Meşhur Fransız avukat Jacques VERGÈS ile yapılmış bir röportaj okudum. oulala.net internet sitesinde yayınlanan bu röportajda Amerika’nın yaptıkları şiddetle kınanıyor, Batı medeniyetinin zulümleri kötüleniyor. Bunlardan birkaçını naklediyorum:

  • Avustralya yakınında, yüzölçümü itibarıyla İsviçre’den büyük bir ada vardır, ismi Tasmanya’dır. Artık bu adada bir tek yerli Tasmanyalı yaşamıyor. Son Tasman 1977’de ölmüştür ve o kavmin nesli tükenmiştir. Avrupalılar, Kuzey ve Güney Amerika’da da nice kavmi kırmışlar, yok etmişlerdir. Halbuki onların parlak medeniyetleri vardı.
  • Hitler 1941’de Avrupa’ya hâkim olmuştu, onu durduracak bir güç yoktu. Bir çılgınlık yaptı, Sovyetler Birliği’ne saldırdı ve sonunda yenildi. ABD İran’a saldırırsa büyük katliamlar (soykırımları) olacak, sonunda süper güç yenilecek ve çökecektir.
  • İkinci dünya savaşında Alman Gestapo’su işgal altındaki Fransa’da, Fransa’nın Cezayir’de yaptığı kadar cinayet işlememiştir.
  • Demokrasilerde de, diktatörlüklerde olduğu gibi ve kadar cinayet işlenebilir.
  • İran’ın iki komşusunda nükleer silah var. Biri Pakistan, diğeri İsrail. Bunlara hiç ses çıkartılmıyor da, İran’ın nükleer enerji çalışmaları bir tehdit ve tehlike olarak görülüyor…

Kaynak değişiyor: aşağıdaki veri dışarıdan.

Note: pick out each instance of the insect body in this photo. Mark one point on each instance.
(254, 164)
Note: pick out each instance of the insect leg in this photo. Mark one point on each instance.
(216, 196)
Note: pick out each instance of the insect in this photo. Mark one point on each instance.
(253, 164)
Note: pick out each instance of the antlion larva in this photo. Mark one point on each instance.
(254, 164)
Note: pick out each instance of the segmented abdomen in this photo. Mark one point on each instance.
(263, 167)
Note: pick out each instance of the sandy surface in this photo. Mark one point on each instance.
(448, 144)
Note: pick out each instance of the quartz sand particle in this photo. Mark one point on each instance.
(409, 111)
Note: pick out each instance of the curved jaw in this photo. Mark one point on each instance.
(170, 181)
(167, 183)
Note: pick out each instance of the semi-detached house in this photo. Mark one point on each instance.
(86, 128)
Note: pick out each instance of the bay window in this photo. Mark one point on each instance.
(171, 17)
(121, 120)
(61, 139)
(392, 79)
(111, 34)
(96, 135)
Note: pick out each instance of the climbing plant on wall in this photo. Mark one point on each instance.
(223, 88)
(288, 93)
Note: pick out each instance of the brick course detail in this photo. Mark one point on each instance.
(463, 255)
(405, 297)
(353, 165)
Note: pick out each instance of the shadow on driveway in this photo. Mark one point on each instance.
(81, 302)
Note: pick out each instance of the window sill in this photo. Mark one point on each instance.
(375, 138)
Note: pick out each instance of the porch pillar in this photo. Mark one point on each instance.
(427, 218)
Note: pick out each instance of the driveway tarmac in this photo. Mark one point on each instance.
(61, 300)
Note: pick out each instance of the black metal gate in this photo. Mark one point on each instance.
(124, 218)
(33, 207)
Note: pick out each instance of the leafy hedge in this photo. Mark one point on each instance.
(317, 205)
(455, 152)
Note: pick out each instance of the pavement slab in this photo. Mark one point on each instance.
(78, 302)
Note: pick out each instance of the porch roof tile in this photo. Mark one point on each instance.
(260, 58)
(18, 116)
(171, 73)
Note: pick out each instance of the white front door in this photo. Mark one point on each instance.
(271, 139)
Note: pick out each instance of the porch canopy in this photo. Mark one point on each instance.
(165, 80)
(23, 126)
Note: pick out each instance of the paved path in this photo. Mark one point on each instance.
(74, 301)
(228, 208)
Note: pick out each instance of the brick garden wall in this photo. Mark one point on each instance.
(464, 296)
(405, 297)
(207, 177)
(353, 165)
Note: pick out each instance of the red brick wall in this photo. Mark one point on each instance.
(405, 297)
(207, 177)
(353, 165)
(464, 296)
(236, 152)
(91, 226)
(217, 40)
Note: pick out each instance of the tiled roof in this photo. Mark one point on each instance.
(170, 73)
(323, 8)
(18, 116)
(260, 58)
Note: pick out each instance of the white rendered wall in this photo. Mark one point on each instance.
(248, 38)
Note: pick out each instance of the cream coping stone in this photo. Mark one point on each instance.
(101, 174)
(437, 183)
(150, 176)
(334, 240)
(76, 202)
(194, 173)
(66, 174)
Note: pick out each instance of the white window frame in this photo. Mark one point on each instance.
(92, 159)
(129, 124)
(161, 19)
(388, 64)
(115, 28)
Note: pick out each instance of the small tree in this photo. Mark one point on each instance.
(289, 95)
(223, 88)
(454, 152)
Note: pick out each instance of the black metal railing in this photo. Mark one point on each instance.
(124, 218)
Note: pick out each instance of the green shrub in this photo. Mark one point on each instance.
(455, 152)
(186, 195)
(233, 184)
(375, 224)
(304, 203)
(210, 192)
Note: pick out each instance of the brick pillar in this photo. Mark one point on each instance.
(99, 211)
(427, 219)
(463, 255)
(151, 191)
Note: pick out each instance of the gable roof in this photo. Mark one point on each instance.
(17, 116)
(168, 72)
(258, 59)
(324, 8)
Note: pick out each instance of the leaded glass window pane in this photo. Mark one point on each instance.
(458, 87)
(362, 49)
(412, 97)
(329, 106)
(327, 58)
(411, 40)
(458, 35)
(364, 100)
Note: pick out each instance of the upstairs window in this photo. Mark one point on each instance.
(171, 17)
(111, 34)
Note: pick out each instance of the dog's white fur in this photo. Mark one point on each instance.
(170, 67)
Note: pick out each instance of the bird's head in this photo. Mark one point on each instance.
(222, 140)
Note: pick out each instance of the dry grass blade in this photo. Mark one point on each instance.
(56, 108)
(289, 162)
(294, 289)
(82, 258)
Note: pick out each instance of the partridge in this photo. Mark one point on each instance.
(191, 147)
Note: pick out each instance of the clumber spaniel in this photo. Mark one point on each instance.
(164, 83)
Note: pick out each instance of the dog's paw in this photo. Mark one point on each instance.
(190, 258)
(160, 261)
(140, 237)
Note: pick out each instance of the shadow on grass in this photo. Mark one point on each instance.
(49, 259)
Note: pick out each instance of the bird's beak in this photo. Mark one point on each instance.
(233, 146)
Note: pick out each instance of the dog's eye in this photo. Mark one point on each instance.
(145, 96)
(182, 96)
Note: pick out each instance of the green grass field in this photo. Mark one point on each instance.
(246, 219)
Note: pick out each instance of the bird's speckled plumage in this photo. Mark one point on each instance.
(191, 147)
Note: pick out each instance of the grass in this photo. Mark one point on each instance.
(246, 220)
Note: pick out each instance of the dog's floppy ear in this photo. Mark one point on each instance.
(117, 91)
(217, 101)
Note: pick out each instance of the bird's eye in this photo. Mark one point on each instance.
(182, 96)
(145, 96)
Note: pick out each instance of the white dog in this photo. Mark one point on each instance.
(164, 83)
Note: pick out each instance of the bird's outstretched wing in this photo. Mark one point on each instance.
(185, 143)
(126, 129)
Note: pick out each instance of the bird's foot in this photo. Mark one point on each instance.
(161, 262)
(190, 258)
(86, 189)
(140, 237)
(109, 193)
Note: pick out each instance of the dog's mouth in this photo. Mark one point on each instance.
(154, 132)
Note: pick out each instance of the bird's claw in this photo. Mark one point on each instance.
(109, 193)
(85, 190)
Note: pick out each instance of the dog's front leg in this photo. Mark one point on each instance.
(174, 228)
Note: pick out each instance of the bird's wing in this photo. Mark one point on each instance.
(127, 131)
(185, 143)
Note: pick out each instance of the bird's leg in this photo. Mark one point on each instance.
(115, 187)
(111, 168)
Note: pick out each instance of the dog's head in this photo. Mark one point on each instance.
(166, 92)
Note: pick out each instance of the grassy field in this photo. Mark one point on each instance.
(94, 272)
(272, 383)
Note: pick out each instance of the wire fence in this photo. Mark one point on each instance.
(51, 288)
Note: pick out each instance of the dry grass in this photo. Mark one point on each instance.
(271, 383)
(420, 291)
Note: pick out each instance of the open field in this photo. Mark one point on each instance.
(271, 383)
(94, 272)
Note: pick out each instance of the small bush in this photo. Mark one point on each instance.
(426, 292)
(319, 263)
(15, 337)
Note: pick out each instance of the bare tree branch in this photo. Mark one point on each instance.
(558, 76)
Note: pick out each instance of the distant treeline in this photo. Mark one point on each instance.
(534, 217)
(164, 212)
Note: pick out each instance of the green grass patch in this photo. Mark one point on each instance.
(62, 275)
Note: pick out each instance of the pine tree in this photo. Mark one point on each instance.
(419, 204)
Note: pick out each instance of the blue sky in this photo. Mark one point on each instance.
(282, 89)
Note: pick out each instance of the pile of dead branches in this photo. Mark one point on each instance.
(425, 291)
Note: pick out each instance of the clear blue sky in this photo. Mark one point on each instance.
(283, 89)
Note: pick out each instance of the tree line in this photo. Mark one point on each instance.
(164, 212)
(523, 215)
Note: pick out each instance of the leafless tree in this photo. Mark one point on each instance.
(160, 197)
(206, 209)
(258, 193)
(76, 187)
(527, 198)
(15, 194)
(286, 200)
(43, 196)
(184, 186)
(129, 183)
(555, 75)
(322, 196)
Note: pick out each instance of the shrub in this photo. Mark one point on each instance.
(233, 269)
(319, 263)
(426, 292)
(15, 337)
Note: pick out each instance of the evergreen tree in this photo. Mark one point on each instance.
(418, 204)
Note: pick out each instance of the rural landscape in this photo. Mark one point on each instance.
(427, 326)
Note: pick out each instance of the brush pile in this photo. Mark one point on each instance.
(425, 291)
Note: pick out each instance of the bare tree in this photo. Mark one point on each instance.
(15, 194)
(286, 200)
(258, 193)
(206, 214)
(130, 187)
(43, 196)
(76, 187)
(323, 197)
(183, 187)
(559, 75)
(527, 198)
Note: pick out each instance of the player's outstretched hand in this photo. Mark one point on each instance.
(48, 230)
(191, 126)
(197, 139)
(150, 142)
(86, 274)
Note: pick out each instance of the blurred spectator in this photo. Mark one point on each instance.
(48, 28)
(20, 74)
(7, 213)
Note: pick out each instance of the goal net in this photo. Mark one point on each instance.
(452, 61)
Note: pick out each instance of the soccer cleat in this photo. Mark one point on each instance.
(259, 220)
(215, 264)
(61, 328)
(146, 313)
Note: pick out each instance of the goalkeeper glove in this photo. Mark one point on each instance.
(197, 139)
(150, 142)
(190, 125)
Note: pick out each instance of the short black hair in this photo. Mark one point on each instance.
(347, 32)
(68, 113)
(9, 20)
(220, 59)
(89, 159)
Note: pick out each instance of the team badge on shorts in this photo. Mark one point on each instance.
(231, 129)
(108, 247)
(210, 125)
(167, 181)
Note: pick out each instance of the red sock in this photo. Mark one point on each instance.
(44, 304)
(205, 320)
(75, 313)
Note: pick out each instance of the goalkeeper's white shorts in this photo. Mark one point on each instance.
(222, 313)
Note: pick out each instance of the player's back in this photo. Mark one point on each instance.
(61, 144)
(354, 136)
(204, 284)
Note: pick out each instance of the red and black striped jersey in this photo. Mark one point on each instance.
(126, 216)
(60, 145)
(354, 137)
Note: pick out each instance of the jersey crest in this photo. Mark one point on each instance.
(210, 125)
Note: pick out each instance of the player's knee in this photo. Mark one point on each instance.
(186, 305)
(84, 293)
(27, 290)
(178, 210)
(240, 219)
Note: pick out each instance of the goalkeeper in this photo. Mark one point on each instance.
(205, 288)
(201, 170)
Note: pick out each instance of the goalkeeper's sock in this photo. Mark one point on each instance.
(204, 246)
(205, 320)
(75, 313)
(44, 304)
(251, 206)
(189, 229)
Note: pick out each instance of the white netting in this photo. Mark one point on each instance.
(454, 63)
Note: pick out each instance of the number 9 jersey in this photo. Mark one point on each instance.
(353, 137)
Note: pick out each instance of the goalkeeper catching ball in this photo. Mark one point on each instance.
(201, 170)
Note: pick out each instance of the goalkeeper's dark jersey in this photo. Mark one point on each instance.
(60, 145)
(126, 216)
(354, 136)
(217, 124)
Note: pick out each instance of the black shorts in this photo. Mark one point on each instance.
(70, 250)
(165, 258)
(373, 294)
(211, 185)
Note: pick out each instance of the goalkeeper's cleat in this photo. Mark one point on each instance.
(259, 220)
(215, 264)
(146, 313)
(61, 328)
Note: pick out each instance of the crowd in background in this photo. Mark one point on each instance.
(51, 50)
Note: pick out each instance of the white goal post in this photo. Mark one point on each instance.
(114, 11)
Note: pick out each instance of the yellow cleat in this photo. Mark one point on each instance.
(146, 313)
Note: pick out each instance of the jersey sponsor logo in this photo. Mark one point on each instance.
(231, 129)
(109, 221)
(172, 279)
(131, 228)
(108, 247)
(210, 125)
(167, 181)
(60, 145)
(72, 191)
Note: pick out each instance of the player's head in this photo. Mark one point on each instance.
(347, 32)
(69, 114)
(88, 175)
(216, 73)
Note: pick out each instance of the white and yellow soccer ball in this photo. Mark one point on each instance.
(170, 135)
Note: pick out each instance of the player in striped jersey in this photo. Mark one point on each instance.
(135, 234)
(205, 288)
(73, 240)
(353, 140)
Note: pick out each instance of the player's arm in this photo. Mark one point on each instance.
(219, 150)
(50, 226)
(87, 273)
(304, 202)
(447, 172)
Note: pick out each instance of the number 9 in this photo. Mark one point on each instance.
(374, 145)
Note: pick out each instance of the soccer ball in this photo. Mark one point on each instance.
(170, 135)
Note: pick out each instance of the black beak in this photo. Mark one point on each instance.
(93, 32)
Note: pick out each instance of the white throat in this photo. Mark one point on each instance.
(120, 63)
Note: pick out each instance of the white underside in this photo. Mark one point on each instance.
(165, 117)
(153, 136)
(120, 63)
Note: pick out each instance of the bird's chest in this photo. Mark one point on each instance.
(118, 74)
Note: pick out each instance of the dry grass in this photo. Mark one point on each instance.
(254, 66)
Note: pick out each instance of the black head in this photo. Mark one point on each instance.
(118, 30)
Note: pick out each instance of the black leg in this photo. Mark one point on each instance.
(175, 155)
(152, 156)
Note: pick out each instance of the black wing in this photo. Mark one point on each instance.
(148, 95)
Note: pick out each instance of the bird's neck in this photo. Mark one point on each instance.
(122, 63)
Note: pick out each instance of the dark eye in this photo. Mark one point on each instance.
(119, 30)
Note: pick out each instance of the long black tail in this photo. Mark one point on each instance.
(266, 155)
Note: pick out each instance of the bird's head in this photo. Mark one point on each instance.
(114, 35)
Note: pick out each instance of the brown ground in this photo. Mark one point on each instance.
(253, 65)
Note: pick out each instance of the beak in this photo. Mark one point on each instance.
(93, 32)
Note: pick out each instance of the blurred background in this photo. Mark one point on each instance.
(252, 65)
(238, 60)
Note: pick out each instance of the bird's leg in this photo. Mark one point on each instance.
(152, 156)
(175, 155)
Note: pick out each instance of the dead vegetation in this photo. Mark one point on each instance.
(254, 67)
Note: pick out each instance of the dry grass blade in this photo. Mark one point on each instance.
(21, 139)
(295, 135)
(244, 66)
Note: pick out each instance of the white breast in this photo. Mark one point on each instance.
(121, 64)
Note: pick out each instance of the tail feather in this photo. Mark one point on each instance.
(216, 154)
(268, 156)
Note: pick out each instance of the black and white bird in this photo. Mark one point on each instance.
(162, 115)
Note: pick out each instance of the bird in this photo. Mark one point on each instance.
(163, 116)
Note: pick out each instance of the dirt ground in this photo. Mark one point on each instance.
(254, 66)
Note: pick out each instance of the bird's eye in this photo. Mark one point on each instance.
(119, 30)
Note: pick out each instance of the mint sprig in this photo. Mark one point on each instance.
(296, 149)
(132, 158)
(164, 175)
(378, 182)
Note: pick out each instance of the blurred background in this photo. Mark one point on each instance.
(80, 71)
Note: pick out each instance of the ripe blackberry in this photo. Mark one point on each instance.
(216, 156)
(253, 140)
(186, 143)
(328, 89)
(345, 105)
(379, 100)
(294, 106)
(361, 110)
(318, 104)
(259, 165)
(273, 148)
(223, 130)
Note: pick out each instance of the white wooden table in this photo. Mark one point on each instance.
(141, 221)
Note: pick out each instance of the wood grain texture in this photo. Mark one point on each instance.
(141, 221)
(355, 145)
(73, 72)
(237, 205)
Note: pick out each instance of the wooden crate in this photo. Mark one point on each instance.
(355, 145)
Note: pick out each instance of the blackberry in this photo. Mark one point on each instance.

    Gerçekten, ABD’nin son yıllarda yaptıkları tam mânâsıyla bir cinnettir. Bu cinnetin sonu dünya çapında, insanlık çapında bir felakettir. Şu anda ABD siyasetine ve emperyalizmine karşı en şiddetli tenkitleri Batı dünyasına ve medeniyetine mensup fikir adamları yapmaktadır. Keşke bir şahıs ve kuruluş harekete geçse, bu tenkitlerin özetlerini bir Kara Kitap şeklinde bastırsa ve çeşitli dillerde milyonlarca nüsha basılıp dağıtılsa…

    Amerika neler yaptı, neler yapıyor? Bunların birkaçını sayayım:

    (1) Demokrasi, insan hakları, adil yargılanma gibi ulvi kavram ve değerleri ayaklar altına almıştır. Bunları kendi halkı için geçerli sayıyor, İslâm Âlemi ve Üçüncü Dünya için geçerli saymıyor.

    (2)

    Guantanoma

    üssünde savaş hukuku ve esirlerle ilgili uluslararası kuralları çiğneyerek zavallı Müslümanlara en adi işkenceleri yapıyor. Buralardaki belden aşağı cinsel işkenceleri ne Hitler rejimi, ne de Stalin rejimi yapmıştı.

    (3) İki Irak savaşı arasındaki devrede, Irak’a ambargo koymuş ve 500 bin çocuğun ölümüne sebep olmuştur.

    (4) Hüseyin Saddam rejimini önce desteklemiş, İran’a karşı kışkırtmış, iki İslâm ülkesinin savaşmasına yol açmış, bu savaşta bir milyondan fazla Müslüman ölmüş, sonra Saddam’ın aleyhine dönmüş, Irak’ı haksız yere işgal etmiştir.

    (5) İslâm Âleminde ve Üçüncü Dünya’da, halkın oyları ile seçilen liderleri çeşitli komplolarla devirmiş, yerlerine kendisine uşaklık eden diktatörler getirmiştir. Bunu ben söylemiyorum, namuslu ve dürüst Amerikalılar söylüyor ve cesaretle yazıyor.

    (6) Mesela İran’da Musaddık rejimini devirmiş, ülkeden kaçan Şah’ı tekrar tahtına oturtmuştur.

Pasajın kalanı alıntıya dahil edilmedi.